Another pulse sequence for volume selection in magnetic resonance spectroscopy is explained in an article entitled "Spatial and Chemical--Shift-Encoded Excitation. SPACE, a New Technique for Volume-Selected NMR Spectroscopy" by D. M. Doddrell et al. published in the Journal of Magnetic Resonance, vol. 68, pp 367-372 (1986).
The selective 90-180-180 and the non-selective 90-180-selective 90 prior art pulse sequence procedures for spatially localizing the received NMR signals yields signals that are strongly dependent on the T2 relaxation times of the spins. This dependance on the T2 relaxation times makes it difficult to detect signals with short T2 relaxation times.

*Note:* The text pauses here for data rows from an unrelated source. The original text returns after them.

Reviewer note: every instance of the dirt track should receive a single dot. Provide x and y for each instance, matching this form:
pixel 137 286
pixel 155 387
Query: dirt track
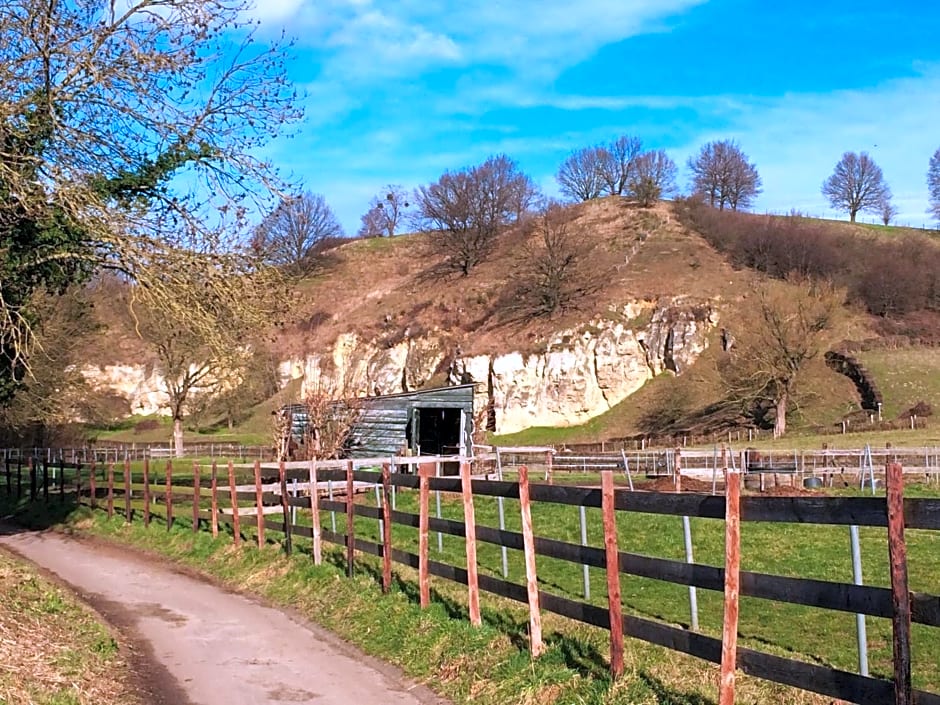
pixel 200 645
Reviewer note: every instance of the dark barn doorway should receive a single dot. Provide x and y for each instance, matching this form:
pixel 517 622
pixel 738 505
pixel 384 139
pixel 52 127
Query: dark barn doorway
pixel 437 430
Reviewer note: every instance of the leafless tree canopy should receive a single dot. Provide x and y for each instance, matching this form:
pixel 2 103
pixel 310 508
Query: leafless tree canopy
pixel 292 235
pixel 603 169
pixel 933 184
pixel 856 184
pixel 469 208
pixel 652 178
pixel 784 330
pixel 724 177
pixel 386 213
pixel 617 163
pixel 579 176
pixel 100 105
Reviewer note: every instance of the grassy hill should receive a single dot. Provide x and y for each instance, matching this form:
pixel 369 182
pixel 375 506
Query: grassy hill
pixel 391 289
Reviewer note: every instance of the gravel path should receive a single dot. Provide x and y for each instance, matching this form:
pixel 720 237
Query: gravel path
pixel 202 645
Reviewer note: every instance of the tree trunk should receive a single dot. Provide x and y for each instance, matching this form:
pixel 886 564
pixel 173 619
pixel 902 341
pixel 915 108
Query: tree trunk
pixel 780 419
pixel 178 437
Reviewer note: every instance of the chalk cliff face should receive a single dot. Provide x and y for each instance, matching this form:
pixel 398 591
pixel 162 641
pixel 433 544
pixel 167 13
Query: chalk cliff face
pixel 580 373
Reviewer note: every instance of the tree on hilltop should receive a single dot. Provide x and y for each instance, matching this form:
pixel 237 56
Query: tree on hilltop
pixel 468 209
pixel 127 140
pixel 293 233
pixel 933 184
pixel 723 176
pixel 856 184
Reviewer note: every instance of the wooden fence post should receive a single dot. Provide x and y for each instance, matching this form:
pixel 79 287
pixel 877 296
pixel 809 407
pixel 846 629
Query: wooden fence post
pixel 614 606
pixel 128 515
pixel 729 635
pixel 536 647
pixel 469 519
pixel 214 490
pixel 285 508
pixel 315 515
pixel 110 489
pixel 900 593
pixel 387 528
pixel 169 494
pixel 425 471
pixel 146 492
pixel 259 505
pixel 233 494
pixel 92 484
pixel 677 465
pixel 197 495
pixel 350 521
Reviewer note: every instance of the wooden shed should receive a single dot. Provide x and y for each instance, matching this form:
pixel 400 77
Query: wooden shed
pixel 426 422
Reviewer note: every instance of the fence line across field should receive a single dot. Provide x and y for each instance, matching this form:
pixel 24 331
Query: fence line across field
pixel 287 498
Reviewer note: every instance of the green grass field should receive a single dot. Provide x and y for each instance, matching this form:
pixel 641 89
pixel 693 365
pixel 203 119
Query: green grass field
pixel 490 666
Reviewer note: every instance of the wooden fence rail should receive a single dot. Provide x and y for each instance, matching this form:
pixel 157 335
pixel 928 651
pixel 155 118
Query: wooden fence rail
pixel 897 514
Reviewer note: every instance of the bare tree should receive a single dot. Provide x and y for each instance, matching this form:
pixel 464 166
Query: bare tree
pixel 385 213
pixel 653 177
pixel 856 184
pixel 886 209
pixel 723 176
pixel 933 184
pixel 785 330
pixel 127 128
pixel 579 176
pixel 617 161
pixel 551 274
pixel 469 208
pixel 294 233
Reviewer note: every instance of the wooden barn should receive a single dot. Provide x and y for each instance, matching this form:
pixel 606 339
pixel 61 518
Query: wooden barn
pixel 425 422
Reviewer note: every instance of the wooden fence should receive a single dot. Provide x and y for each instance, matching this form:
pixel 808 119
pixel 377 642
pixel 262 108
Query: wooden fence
pixel 104 487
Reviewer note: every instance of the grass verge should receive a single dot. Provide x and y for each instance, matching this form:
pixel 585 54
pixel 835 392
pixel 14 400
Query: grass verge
pixel 53 650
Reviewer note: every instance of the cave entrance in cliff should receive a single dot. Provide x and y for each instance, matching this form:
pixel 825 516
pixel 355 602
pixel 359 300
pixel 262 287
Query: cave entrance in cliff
pixel 436 431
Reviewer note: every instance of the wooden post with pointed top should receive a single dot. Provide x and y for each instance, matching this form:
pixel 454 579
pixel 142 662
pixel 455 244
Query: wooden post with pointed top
pixel 128 511
pixel 110 490
pixel 614 606
pixel 214 490
pixel 92 483
pixel 315 515
pixel 259 505
pixel 233 495
pixel 425 472
pixel 729 635
pixel 147 492
pixel 386 528
pixel 350 521
pixel 169 495
pixel 285 509
pixel 469 517
pixel 536 647
pixel 197 496
pixel 900 592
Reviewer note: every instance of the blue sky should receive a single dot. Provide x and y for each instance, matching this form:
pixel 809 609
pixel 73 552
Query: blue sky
pixel 398 92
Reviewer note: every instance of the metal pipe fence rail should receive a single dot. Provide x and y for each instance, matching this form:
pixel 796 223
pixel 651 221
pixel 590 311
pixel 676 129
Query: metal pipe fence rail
pixel 276 505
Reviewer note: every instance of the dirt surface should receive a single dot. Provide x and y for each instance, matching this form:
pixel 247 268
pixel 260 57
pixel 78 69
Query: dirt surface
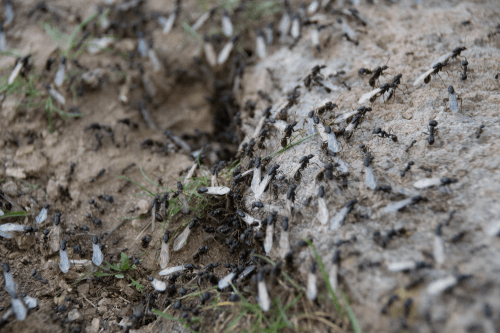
pixel 193 102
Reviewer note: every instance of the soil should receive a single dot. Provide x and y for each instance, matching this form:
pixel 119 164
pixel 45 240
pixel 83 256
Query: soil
pixel 406 36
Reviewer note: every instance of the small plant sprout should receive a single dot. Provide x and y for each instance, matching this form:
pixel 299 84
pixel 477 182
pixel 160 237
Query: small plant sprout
pixel 42 216
pixel 63 257
pixel 97 256
pixel 164 253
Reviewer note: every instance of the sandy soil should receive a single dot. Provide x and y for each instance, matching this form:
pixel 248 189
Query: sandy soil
pixel 405 36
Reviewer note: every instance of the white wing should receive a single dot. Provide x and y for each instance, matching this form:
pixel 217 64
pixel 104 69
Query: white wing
pixel 59 78
pixel 421 78
pixel 366 97
pixel 19 309
pixel 10 285
pixel 256 180
pixel 97 256
pixel 226 281
pixel 345 116
pixel 224 54
pixel 210 54
pixel 268 241
pixel 397 205
pixel 295 32
pixel 312 288
pixel 322 211
pixel 401 266
pixel 442 58
pixel 63 261
pixel 159 285
pixel 200 21
pixel 370 180
pixel 261 47
pixel 171 270
pixel 437 287
pixel 227 26
pixel 313 7
pixel 181 240
pixel 164 255
pixel 15 72
pixel 218 190
pixel 42 216
pixel 170 23
pixel 438 250
pixel 427 182
pixel 333 276
pixel 284 244
pixel 333 144
pixel 264 301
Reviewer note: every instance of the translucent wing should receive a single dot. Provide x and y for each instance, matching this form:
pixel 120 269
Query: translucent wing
pixel 422 77
pixel 261 47
pixel 437 287
pixel 210 54
pixel 200 21
pixel 226 280
pixel 284 244
pixel 438 250
pixel 312 288
pixel 227 26
pixel 170 22
pixel 63 261
pixel 171 270
pixel 268 241
pixel 55 238
pixel 370 180
pixel 322 211
pixel 42 216
pixel 164 255
pixel 264 300
pixel 224 54
pixel 218 190
pixel 15 72
pixel 19 309
pixel 401 266
pixel 397 205
pixel 59 78
pixel 97 256
pixel 427 182
pixel 181 240
pixel 10 285
pixel 366 97
pixel 159 285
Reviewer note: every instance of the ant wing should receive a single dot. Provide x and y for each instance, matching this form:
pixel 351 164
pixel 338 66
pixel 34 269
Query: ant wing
pixel 422 77
pixel 366 97
pixel 159 285
pixel 164 255
pixel 64 261
pixel 427 182
pixel 397 205
pixel 345 116
pixel 218 190
pixel 442 59
pixel 370 180
pixel 181 240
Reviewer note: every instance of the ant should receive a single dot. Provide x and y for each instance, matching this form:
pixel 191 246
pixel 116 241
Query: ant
pixel 432 131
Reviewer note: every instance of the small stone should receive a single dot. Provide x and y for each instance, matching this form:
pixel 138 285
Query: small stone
pixel 74 315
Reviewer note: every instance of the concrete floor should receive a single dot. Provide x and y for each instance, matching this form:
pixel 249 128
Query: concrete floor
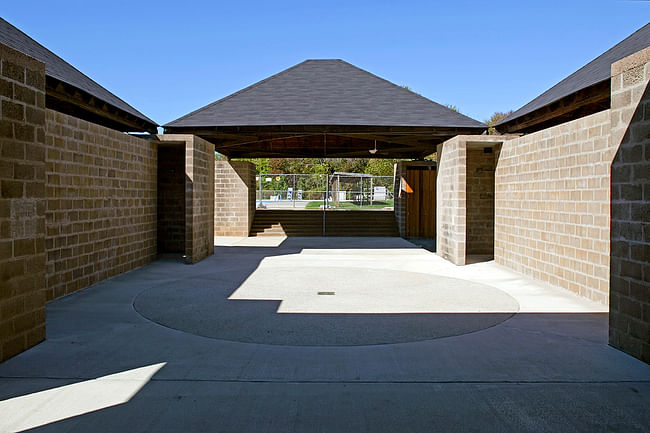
pixel 243 341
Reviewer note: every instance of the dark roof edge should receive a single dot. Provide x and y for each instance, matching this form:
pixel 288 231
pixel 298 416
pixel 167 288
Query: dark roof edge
pixel 522 110
pixel 409 90
pixel 143 117
pixel 232 95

The method taught by Aue et al., i.e. the composite 45 degree--non-selective 90 degree and selective 45 degree pulse sequence requires a very high RF power and appears to be plagued by off-resonance precessional effects (see the Doddrell et al. article) that occur during the composite pulse transmission. These effects adversely effect the signal to noise ratio (SNR).
The method of Ordidge et al. is sensitive to subtraction noise and requires extremely accurate magnetic field stability to insure the exact cancellation of signals obtained from spins that are not in the volume of interest (VOI). Also, there may be a proclivity towards instrumentation problems that interfere with the efficient detection of weak signals.
The method of Doddrell et al provides relatively high power deposition and has relatively high "subtraction noise".
The method of the above mentioned second patent application has low power deposition and T2 dependence but of course uses the signals of stimulated echoes as compared with signals of a full echo.
Thus, there is still a need for an MR system that will use a full echo sequence to obtain data from selected volumes for use in spectroscopy or in imaging which will not be heavily T2 dependent, will effectively limit the RF pulse power deposition and the sensitivity to subraction noise and in addition will effectively limit the acquisition of signals to the selected volume of interest.